Melioidosis is a threat to human health throughout South and South-East Asia, Northern Australia, the Indian subcontinent and areas of South America. The geographic distribution of this infection is predicated on the presence of the causative organism, Burkholderia pseudomallei, in the environment. Infection is thought to result from bacterial inoculation, ingestion or inhalation. The number of cases that occur in Thailand appears to be associated with the quantity of B. pseudomallei that can be cultured from soil. Disease incidence is generally grossly underestimated since microbiological culture is required to confirm the diagnosis and this is lacking in many of the affected areas.

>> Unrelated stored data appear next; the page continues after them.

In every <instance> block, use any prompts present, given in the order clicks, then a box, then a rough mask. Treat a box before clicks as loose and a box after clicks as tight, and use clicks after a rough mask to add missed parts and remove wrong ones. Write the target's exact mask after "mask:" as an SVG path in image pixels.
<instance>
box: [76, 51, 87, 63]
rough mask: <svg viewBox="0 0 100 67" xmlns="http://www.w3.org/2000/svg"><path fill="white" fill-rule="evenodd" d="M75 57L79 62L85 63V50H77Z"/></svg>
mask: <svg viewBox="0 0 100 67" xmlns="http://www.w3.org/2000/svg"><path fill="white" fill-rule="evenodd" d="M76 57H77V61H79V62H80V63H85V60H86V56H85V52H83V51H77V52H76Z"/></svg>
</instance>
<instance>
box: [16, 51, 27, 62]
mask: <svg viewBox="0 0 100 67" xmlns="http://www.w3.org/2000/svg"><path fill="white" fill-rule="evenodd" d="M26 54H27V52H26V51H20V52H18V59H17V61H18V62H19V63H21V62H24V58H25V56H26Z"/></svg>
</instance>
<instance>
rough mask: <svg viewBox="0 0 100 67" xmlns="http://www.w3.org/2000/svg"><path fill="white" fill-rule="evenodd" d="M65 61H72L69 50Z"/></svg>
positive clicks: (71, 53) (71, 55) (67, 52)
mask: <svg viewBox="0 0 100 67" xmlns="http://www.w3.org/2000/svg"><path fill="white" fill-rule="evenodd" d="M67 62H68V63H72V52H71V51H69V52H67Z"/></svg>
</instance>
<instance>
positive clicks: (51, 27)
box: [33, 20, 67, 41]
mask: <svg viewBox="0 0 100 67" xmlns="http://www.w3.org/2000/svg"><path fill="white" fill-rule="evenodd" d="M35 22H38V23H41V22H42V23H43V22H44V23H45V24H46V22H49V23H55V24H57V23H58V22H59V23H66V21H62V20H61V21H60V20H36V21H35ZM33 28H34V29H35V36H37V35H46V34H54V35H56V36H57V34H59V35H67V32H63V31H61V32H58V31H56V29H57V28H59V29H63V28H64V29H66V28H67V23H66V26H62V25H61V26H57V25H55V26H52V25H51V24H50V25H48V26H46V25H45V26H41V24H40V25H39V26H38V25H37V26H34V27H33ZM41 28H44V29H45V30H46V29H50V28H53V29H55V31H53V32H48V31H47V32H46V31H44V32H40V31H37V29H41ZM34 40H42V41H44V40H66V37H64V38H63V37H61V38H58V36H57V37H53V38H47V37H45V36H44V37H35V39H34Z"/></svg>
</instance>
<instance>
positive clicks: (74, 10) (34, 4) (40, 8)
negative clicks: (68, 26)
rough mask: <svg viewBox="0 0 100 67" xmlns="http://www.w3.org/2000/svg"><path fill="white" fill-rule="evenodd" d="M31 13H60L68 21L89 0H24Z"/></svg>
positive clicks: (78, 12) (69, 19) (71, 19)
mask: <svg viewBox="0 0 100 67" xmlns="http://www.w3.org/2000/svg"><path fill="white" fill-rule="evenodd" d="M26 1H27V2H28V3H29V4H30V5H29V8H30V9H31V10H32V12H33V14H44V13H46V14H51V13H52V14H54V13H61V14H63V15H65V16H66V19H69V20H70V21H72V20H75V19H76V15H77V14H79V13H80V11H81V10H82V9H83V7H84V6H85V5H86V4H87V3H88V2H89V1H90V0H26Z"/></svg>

Most common Type I colony morphology of B. pseudomallei on Ashdown’s agar. The colony appears irregular-edge, rough and pale purple.
Map of Ubon Ratchathani Province, Thailand, with proven melioidosis cases in green spots.

We study the epidemiology of sepsis at Sappasithiprasong hospital in Ubon Ratchathani, northeast Thailand, where the most common cause of bacterial sepsis in adults is B. pseudomallei. The annual incidence of human melioidosis in Ubon Ratchathani province is currently 21.0 per 100,000 population, up from 4.4 per 100,000 for the period 1987 to 1991. The reason for this increase is unclear but parallels a rising life expectancy and concomitant increase in people with predisposing conditions for melioidosis such as diabetes mellitus. The mortality rate from melioidosis at Sappasithiprasong hospital is 40%. The number of people dying from melioidosis in northeast Thailand is now comparable to deaths from tuberculosis, and exceeds those from malaria, diarrhoeal illnesses and measles combined, diseases considered to high priority by funding agencies and global health organizations. Important areas of future research are to define strategies to reduce mortality from melioidosis and to develop evidence-based guidelines on the prevention of infection.